Now we understand this man may be one of the most dangerous psychopaths we have ever known.

There is no negating what he has done. Countless women were victimized daily by him: at the time of the initial “seduction” when he got them to trust him, at the moment of the violent act, and every day thereafter when these women were denied their rightful justice because no one could believe that Alexander Scott / Fat Albert / Cliff Huxtable could do this.

Because we forget that actors are not their characters.

There is no question he needs to be punished. The Statute of Limitations must be done away with when it comes to sexual crimes, so the victims can come forward when they have made a safe place for themselves to do so. Perhaps that may be his final act for us, to be the impetus for such legislation. In the meantime, the only recompense these victims have is knowing he is guilty in the court of public opinion, and maybe in civil court. Perhaps that will help them; it will not hurt him. Psychopaths cannot be hurt because they cannot feel. But in the void of his lack of feeling are pawns who find their collective legacy being wiped out by his.

I Spy was one of the few correct and true things NBC has ever done. The nation needed to see in a non-proselytizing manner that all men are created equal. We were given in a weekly fifty minute non-statement, two men literally equal in size and stature sharing a meal, a room, a mirror, a bathroom. Nothing mattered as long as they got the job done and had fun. The end. This steady dose of Kelly Robinson and Alexander Scott walking side by side, living life together was absorbed subliminally and obviously and hearts began to change. Self-doubt about whether it was really OK to sit next to your classmate and eat off each other’s plates, finish their drinks, go camping with them, was obliterated. Ninety episodes later Alexander Scott made it clear to young men they no longer had to fear being the nerd who had done so well scholastically because being so didn’t negate your ability to be a man. To be a good human being.

Mr. Sulu and Lt. Uhura would not have journeyed through Star Trek without Alexander Scott.
Martin Riggs and Roger Murtaugh would not have their Lethal Weapon without Alexander Scott.
Without I Spy and executive producer Sheldon Leonard’s desire to film the series in those exotic locations the script called for, there would have been no reason for Fouad Said an Egyptian American, to create many of the technical advances that made filming on the big and small screen much easier. Said gave us the Cinemobile, the wireless mike, among many other improved or completely new devices.

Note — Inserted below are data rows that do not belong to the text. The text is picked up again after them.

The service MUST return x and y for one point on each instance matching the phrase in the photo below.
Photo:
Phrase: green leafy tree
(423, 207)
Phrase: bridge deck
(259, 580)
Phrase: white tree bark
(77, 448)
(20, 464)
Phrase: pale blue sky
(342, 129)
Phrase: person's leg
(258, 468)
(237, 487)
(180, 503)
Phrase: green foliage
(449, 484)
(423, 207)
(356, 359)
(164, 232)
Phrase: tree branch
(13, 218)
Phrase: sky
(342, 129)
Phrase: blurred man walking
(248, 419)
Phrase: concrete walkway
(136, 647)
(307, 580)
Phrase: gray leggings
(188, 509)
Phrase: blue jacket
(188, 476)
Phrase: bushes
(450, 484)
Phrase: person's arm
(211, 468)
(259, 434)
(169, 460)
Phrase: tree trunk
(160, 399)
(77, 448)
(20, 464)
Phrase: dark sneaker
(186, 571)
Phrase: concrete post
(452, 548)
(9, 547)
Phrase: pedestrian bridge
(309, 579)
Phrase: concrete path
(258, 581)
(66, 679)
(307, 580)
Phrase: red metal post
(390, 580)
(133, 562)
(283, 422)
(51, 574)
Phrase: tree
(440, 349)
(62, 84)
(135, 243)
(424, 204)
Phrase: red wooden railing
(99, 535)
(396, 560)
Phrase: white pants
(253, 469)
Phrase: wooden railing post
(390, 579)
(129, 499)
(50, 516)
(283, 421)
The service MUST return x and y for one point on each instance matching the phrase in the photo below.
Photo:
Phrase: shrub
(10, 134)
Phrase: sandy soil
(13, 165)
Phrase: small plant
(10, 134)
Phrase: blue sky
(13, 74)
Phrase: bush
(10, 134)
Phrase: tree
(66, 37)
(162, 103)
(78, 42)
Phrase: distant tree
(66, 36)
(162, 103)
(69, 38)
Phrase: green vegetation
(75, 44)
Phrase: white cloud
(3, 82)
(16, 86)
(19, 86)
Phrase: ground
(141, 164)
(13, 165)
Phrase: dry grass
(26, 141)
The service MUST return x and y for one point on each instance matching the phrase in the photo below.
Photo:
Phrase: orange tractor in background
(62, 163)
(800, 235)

Filming for TV and cinema didn’t just move forward, thousands of dollars were saved making overseas filming possible when costs would otherwise have been prohibitive.

This equipment also threatened to push out the antiquated cameras, lights, mikes, and men that had been Hollywood staples for years, and no one was happy about that. For most of the time I Spy was filmed Said could not join the unions you would have expected him to be a highly valued member of. That came only as the series was ending, as did other breakthroughs.

Robert Culp made Clint Eastwood and Ben Affleck possible. Culp was one of the first actors who also wrote and directed his own material, and ticked off many suits in the business for doing so. He took the first generation of anger so the second and third generations win their Emmys and Oscars. And when Alexander Scott appeared on our television screens, the words that came out of his mouth were the best Culp could make possible. When Cosby won his Emmys, Emmys Culp was nominated for, the latter didn’t mind. It was a win for him, for the show, for humanity.
Remember and celebrate the series for what it has given us. Removing it from the airwaves, trying to wipe it from our collective consciousness, does not in any way harm a predator. We are harming ourselves because we are forgetting how we got to where we are.

I Spy didn’t gently break through glass ceilings of stereotypes. It took a jackhammer to the concrete nonsense that Hollywood created to make itself pretty and in the chaos created true beauty. Its crew did this. Its writers, directors, musicians and producers did this. Its actors and actresses did this. It did this when the country wanted to bury its collective head in the sand and pretend all was well when it knew change had to come but was too painful to look at. I Spy did all of this and can do it again if we allow it to.

One truly disturbed individual cannot be permitted to undo it.